Truffles are native to the Oak and Hazel forests of Europe, especially Italy and France. The Périgord region of southern France is famous for the French Black truffle. Truffles were harvested for hundreds of years traditionally using a pig with its acute sense of smell. In modern times, due to safety and handling issues, most hunters have replaced pigs with dogs.

In Europe the harvest yields have been steadily declining over the last hundred years from around 1000 tonnes in 1900 down to about 50 tonnes per year now. The reasons for this are to do with urbanisation, two world wars, increasing acid rain and indiscriminate harvesting methods.

Only in the last twenty years or so has a concerted effort been made to artificially grow these in a farming sense. Science is now assisting in providing improved methods of innoculating tree seedlings and improved agronomy and cultural advice.

Truffles are one of the most highly sought after and valued foods in the world and this strong demand and unfulfilled supply has caused a steepening of prices. Grade A truffles retail for more than $3,000 per kilogram making them one of the world’s most expensive food crops. 

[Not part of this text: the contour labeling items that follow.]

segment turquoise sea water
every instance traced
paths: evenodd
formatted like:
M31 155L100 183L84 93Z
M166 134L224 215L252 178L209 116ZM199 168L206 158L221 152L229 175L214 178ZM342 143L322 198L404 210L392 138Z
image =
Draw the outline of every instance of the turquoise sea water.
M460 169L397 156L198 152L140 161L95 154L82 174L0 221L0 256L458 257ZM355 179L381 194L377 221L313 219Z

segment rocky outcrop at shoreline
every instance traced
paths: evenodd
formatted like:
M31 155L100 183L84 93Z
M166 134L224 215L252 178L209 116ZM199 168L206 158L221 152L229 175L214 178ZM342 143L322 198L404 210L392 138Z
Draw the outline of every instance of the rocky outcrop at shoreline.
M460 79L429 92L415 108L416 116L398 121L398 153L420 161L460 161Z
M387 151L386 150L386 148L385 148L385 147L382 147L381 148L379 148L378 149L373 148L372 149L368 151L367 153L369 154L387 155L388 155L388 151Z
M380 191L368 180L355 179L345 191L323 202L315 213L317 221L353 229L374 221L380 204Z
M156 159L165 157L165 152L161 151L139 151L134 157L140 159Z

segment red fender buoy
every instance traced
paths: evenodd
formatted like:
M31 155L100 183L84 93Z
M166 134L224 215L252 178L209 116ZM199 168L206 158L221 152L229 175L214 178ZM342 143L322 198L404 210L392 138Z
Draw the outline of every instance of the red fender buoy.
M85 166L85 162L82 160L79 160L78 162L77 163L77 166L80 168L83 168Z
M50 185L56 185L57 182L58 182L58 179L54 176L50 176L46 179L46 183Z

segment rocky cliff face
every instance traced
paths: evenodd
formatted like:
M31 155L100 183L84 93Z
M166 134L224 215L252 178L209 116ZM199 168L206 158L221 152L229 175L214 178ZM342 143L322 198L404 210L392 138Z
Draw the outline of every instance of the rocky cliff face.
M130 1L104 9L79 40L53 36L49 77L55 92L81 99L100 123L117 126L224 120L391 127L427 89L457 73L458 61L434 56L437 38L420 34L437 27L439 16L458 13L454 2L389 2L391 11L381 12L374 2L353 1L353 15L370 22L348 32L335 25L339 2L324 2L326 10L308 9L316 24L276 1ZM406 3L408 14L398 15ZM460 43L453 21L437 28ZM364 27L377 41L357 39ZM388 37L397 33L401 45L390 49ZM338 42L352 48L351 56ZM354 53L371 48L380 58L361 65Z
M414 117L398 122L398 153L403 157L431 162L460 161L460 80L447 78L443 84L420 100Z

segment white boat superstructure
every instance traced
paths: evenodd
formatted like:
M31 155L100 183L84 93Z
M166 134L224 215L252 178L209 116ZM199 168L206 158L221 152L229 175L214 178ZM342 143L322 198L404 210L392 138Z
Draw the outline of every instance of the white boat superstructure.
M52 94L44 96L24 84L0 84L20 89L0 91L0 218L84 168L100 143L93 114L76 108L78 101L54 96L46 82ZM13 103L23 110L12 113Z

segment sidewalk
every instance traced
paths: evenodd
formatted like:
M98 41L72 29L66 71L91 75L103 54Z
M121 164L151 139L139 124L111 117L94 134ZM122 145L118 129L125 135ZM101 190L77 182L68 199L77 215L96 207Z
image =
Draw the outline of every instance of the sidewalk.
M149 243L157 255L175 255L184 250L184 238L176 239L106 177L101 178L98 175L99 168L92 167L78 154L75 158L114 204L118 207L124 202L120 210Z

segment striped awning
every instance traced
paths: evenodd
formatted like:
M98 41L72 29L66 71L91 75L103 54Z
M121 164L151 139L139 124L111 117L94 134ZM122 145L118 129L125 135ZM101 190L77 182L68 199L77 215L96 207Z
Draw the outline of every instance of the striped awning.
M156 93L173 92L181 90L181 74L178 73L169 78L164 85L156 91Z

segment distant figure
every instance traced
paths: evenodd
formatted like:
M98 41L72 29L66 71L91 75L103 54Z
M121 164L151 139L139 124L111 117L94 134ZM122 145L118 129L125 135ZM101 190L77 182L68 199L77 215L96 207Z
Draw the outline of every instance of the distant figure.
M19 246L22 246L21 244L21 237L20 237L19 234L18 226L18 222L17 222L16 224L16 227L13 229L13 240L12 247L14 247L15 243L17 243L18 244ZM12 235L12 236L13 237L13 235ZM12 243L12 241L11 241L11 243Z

Truffles are a relatively new crop in Australia. Plantings (known as Truffières {truffle orchards}) began in the 1990’s in Tasmania and Western Australia with the first truffles being harvested in 1999. Truffières are now established and producing in Victoria, New South Wales, the ACT, South Australia and southern Queensland.


Truffles (especially the French Black) are harvested during winter, which of course is six months apart from the harvest period in the northern hemisphere (January and February). This means the Australian and New Zealand markets are not competing with Europe for fresh truffles. This opens an enormous opportunity for export into Japan, Europe and the USA.

The Rural Industries Research and Development Corporation (RIRDC) released a report “Taking stock of the Australian Truffle Industry” by Barry Lee in July 2008 which highlighted this export potential and expected industry growth of 100% over the next five years. Although the five years have concluded, it is still an excellent overview of the industry in Australia.


Establishing a truffière on Australian soils generally requires heavy amelioration with lime to raise the pH to 8. Usually this pH level does not favour the local mycorrhizae which are not able to compete or replace the French Black truffle. This purity of species is a big advantage for Australia because in many European Truffières, where the soils are naturally alkaline, there can be several competing mycorrhizae established.

The Chinese truffle (Tuber indicum) and also Tuber brumale are similar looking truffles to the French Black however have a poor culinary reputation and are of low economic value. These remain a major danger to our industry if they were to become established. The Australian Quarantine Inspection Service (AQIS) is not allowing the importation of these culinarily inferior truffles.

The Australian Truffle Growers Association is seeking to develop a Quality and Accreditation scheme for Inoculation Nurseries to ensure only the desired Tuber species are propogated on the host trees.